## Line Charts: Best-of-N Performance Comparison
### Overview
The image displays two side-by-side line charts comparing the performance of different AI models/methods on two distinct out-of-distribution (OOD) benchmarks as the number of generated solutions increases. The left chart measures accuracy on GPQA-physics, and the right chart measures pass rate on LiveCodeBench. A shared legend at the bottom identifies four data series.
### Components/Axes
**Common Elements:**
* **X-Axis (Both Charts):** Labeled "Number of solutions". It uses a logarithmic scale with base 2, marked at points: 2⁰ (1), 2¹ (2), 2² (4), 2³ (8), 2⁴ (16), 2⁵ (32).
* **Legend (Bottom Center):** Contains four entries with corresponding line colors and markers:
* **ThinkPRM-14B:** Orange line with star markers.
* **DiscPRM-14B:** Teal/Green line with circle markers.
* **Qwen2.5-7B-Math-PRM:** Gray line with circle markers.
* **Majority:** Light brown/Tan line with circle markers.
**Left Chart: GPQA-physics (OOD)**
* **Title:** "Best-of-N: GPQA-physics (OOD)"
* **Subtitle:** "Generator: Qwen-2.5-32B-Instruct"
* **Y-Axis:** Labeled "Accuracy (%)". Scale ranges from 55 to 70, with major ticks at 55, 60, 65, 70.
**Right Chart: LiveCodeBench (OOD)**
* **Title:** "Best-of-N: LiveCodeBench (OOD)"
* **Subtitle:** "Generator: Qwen-2.5-Coder-7B"

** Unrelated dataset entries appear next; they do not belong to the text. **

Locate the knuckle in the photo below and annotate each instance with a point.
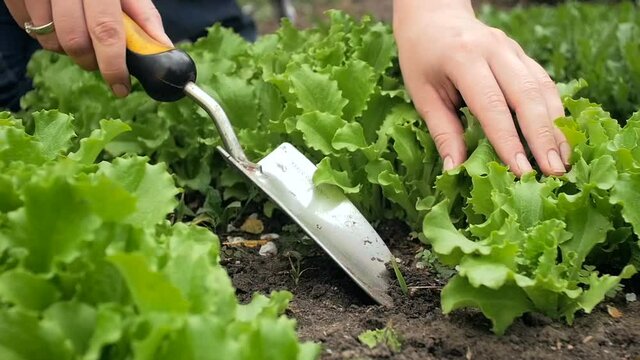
(495, 101)
(498, 34)
(546, 133)
(51, 45)
(509, 139)
(547, 84)
(154, 16)
(464, 44)
(531, 90)
(445, 140)
(106, 32)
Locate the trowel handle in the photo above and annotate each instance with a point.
(168, 74)
(163, 71)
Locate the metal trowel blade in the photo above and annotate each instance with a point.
(326, 215)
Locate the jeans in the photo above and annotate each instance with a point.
(182, 19)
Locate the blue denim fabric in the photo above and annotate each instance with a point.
(183, 20)
(16, 47)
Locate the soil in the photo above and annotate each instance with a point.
(332, 310)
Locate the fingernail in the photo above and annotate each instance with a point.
(120, 90)
(555, 162)
(523, 163)
(565, 153)
(448, 163)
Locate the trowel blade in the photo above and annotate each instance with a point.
(326, 215)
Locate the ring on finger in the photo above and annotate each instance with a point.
(39, 30)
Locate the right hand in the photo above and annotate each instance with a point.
(91, 32)
(447, 55)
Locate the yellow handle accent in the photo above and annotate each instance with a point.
(139, 41)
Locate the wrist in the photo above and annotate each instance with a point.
(425, 8)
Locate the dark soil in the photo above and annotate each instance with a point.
(332, 310)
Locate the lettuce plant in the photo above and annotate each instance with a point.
(553, 245)
(90, 268)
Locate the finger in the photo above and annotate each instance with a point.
(40, 14)
(145, 14)
(18, 11)
(525, 97)
(106, 29)
(481, 92)
(555, 109)
(73, 35)
(444, 126)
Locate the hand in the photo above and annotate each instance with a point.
(447, 55)
(91, 32)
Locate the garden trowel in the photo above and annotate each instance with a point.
(285, 174)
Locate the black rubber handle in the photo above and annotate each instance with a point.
(163, 71)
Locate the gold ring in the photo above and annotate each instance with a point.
(39, 30)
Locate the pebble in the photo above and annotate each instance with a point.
(268, 249)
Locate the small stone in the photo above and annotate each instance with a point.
(614, 312)
(252, 225)
(269, 236)
(268, 249)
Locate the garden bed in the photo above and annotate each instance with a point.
(332, 310)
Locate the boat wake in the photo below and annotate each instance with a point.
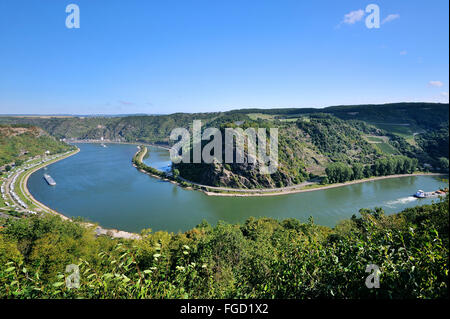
(403, 200)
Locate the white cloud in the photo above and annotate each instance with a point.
(435, 83)
(353, 17)
(390, 18)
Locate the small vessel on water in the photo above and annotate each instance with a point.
(49, 180)
(421, 194)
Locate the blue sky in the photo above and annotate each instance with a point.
(207, 55)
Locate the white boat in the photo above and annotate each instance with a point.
(49, 180)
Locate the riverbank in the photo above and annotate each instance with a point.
(317, 187)
(98, 229)
(294, 189)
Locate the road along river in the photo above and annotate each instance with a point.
(100, 184)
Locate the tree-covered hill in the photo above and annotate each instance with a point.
(19, 142)
(309, 139)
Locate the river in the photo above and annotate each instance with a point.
(101, 185)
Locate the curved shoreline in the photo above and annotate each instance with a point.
(294, 189)
(304, 190)
(23, 184)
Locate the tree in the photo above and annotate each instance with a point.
(443, 163)
(358, 171)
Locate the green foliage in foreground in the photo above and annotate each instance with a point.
(263, 258)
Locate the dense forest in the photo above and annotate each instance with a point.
(262, 258)
(19, 142)
(310, 140)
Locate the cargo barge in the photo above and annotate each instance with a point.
(421, 194)
(49, 180)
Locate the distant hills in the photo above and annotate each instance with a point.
(310, 139)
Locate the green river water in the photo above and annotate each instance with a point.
(100, 184)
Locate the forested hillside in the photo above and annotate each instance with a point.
(309, 139)
(262, 258)
(19, 142)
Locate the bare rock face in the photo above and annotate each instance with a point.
(234, 175)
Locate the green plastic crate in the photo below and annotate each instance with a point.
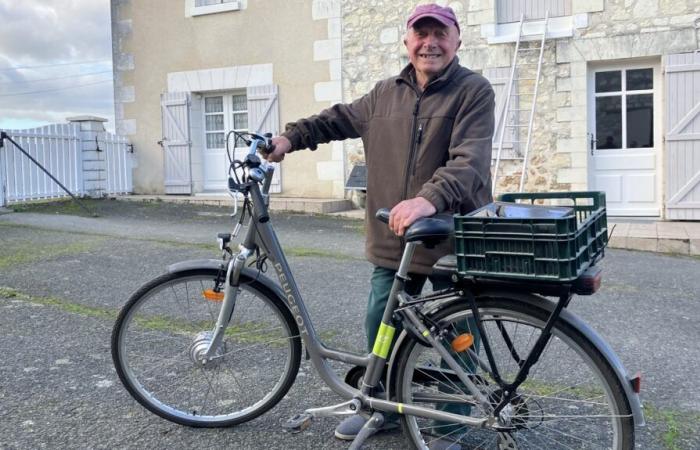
(542, 249)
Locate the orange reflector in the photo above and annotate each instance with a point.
(462, 342)
(211, 294)
(637, 382)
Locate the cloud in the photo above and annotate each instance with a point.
(52, 36)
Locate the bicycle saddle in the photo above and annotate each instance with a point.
(428, 230)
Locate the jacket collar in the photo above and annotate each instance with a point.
(408, 75)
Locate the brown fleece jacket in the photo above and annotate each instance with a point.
(435, 144)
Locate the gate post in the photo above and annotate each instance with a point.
(92, 145)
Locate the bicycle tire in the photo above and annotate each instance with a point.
(571, 398)
(160, 329)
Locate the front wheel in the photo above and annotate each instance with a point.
(570, 400)
(160, 334)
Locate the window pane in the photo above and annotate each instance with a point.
(240, 121)
(640, 120)
(640, 79)
(240, 103)
(608, 81)
(215, 122)
(214, 104)
(215, 140)
(608, 122)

* **Y-Axis:** Labeled "Pass rate (%)". Scale ranges from 55.0 to 65.0, with major ticks at 55.0, 57.5, 60.0, 62.5, 65.0.
### Detailed Analysis
**Left Chart: GPQA-physics (OOD) - Accuracy (%)**
* **ThinkPRM-14B (Orange, Stars):** Shows a strong, generally upward trend. Starts at ~55% (2⁰), rises to ~56% (2¹), dips slightly to ~55% (2²), then climbs sharply to ~64% (2³), ~68% (2⁴), and peaks at ~72% (2⁵).
* **DiscPRM-14B (Teal, Circles):** Shows volatility. Starts at ~55% (2⁰), jumps to ~59% (2¹), drops to ~56% (2²), rises to ~63% (2³), peaks at ~67% (2⁴), then falls to ~64% (2⁵).

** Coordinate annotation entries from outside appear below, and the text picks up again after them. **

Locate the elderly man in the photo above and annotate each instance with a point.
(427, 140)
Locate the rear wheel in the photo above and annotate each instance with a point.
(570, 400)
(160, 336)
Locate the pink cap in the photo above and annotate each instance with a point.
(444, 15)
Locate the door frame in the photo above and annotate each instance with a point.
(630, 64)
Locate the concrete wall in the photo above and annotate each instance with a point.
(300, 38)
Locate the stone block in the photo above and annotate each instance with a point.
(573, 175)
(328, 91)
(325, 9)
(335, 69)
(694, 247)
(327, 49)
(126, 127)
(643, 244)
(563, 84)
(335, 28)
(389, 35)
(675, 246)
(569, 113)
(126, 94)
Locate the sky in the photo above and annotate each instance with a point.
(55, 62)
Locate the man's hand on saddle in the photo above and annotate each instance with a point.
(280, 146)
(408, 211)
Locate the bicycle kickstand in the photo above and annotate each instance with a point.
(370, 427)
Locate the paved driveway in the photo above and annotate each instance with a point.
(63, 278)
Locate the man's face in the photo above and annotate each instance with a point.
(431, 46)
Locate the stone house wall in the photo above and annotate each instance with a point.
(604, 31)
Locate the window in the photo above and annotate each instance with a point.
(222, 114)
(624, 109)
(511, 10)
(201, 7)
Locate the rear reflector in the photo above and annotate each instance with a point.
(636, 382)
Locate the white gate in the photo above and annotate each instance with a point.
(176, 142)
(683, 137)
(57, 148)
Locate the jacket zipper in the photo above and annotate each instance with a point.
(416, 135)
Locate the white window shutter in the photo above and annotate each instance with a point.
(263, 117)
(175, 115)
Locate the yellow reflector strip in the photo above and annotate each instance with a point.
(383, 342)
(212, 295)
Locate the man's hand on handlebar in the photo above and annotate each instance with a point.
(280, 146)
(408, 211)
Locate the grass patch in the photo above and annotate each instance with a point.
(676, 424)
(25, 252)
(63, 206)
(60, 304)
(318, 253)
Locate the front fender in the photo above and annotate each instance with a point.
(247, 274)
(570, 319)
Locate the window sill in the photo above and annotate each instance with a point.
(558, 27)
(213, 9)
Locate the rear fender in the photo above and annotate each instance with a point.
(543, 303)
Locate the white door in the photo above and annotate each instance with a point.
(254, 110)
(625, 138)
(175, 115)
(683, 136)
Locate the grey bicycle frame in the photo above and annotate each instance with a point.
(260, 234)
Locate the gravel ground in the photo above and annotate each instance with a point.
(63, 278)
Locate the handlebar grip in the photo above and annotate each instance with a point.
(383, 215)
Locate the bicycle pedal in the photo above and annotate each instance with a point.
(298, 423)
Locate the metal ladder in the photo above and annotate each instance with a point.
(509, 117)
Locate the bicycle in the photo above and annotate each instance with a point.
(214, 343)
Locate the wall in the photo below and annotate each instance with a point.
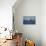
(6, 13)
(29, 8)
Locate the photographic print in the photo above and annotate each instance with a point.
(29, 19)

* **Qwen2.5-7B-Math-PRM (Gray, Circles):** Shows a shallow, fluctuating trend. Starts at ~55% (2⁰), dips to ~54% (2¹), drops further to ~52% (2²), rises to ~58% (2³), then plateaus at ~62% for both 2⁴ and 2⁵.
* **Majority (Tan, Circles):** Follows a similar but slightly lower path than Qwen2.5-7B-Math-PRM. Starts at ~55% (2⁰), dips to ~54% (2¹), drops to ~53% (2²), rises to ~58% (2³), then plateaus at ~62% for both 2⁴ and 2⁵.
**Right Chart: LiveCodeBench (OOD) - Pass rate (%)**
* **ThinkPRM-14B (Orange, Stars):** Shows a strong upward trend with a late plateau. Starts at ~57.5% (2⁰), dips slightly to ~57% (2¹), rises to ~57.5% (2²), jumps to ~63% (2³), peaks at ~66% (2⁴), then slightly decreases to ~65.5% (2⁵).
* **DiscPRM-14B (Teal, Circles):** Shows a steady rise then a fall. Starts at ~57.5% (2⁰), rises to ~59% (2¹), ~59.5% (2²), ~62% (2³), peaks at ~63.5% (2⁴), then falls to ~61.5% (2⁵).
* **Qwen2.5-7B-Math-PRM (Gray, Circles):** Shows a volatile, low trend. Starts at ~57.5% (2⁰), dips to ~57% (2¹), drops to a low of ~55.5% (2²), rises to ~58% (2³), then falls and plateaus at ~56.5% for both 2⁴ and 2⁵.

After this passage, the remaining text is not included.